We can confirm with the following query that a single node is created on the output with both labels if a person is both an Actor and a Director of some films:

```
MATCH (n)
WHERE n:Actor and n:Director
RETURN n
```

This query should return the following output:
```
╒══════════════════════════════════════════════════════════════════════╕
│n                                                                     │
╞══════════════════════════════════════════════════════════════════════╡
│(:Actor:Director:_dummy {born: 1967,name: "James Marshall",_id: "(4:7f│
│732a8b-14ba-4846-8477-f326f7a1b5d0:2469)"})                           │
├──────────────────────────────────────────────────────────────────────┤
│(:Actor:Director:_dummy {born: 1956,name: "Tom Hanks",_id: "(4:7f732a8│
│b-14ba-4846-8477-f326f7a1b5d0:2515)"})                                │
├──────────────────────────────────────────────────────────────────────┤
│(:Actor:Director:_dummy {born: 1930,name: "Clint Eastwood",_id: "(4:7f│
│732a8b-14ba-4846-8477-f326f7a1b5d0:2543)"})                           │
├──────────────────────────────────────────────────────────────────────┤
│(:Actor:Director:_dummy {born: 1944,name: "Danny DeVito",_id: "(4:7f73│
│2a8b-14ba-4846-8477-f326f7a1b5d0:2586)"})                             │
├──────────────────────────────────────────────────────────────────────┤
│(:Actor:Director:_dummy {born: 1942,name: "Werner Herzog",_id: "(4:7f7│
│32a8b-14ba-4846-8477-f326f7a1b5d0:2503)"})                            │
└──────────────────────────────────────────────────────────────────────┘
```

This is indeed the desired behavior to be able to define the content of new elements accross multiple independent rules.

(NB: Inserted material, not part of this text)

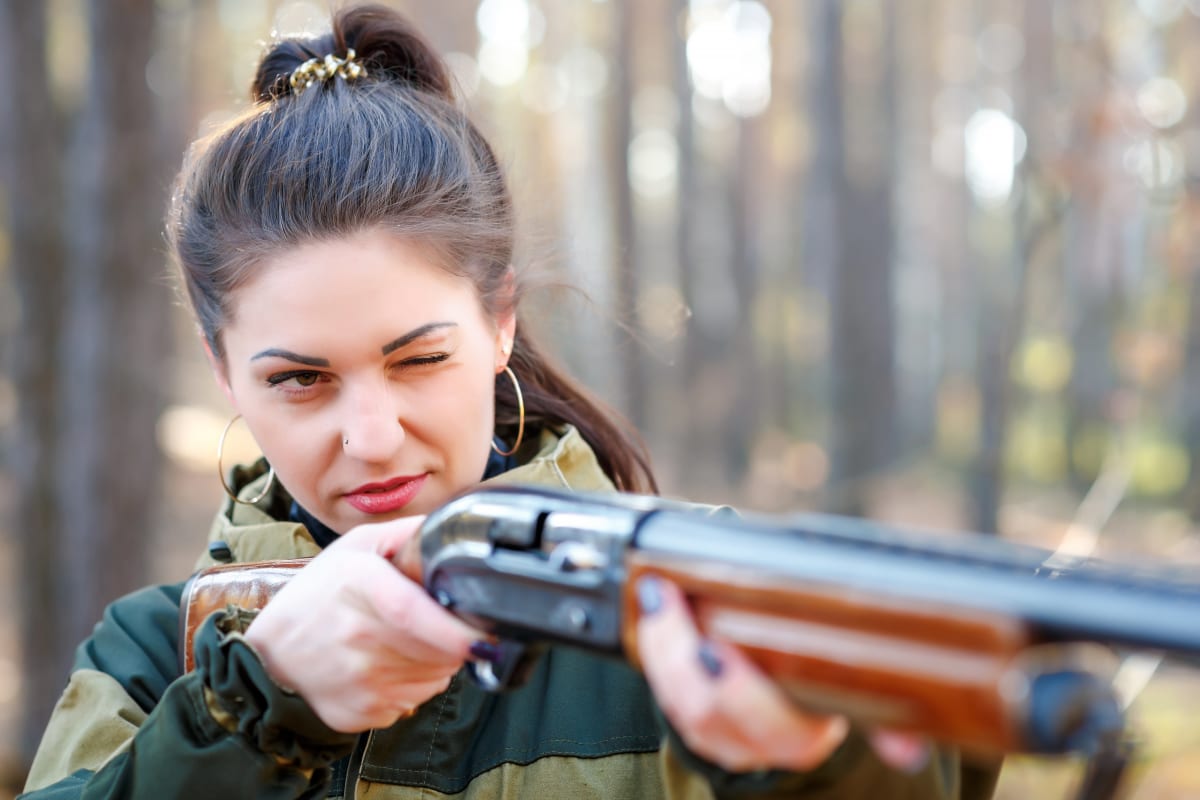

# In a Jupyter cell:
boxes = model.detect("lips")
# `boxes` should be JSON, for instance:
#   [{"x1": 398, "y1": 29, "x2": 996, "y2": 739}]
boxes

Finally, `.eject()` removes the internal bookeeping data and let the output of the transformation alongside of the initial data.

In [9]:
my_transform.eject()

Index: Removed 1 index, completed after 4 ms.
Eject: Removed 125 labels, erased 709 properties, completed after 1038 ms.


Note that the index has been removed from the database.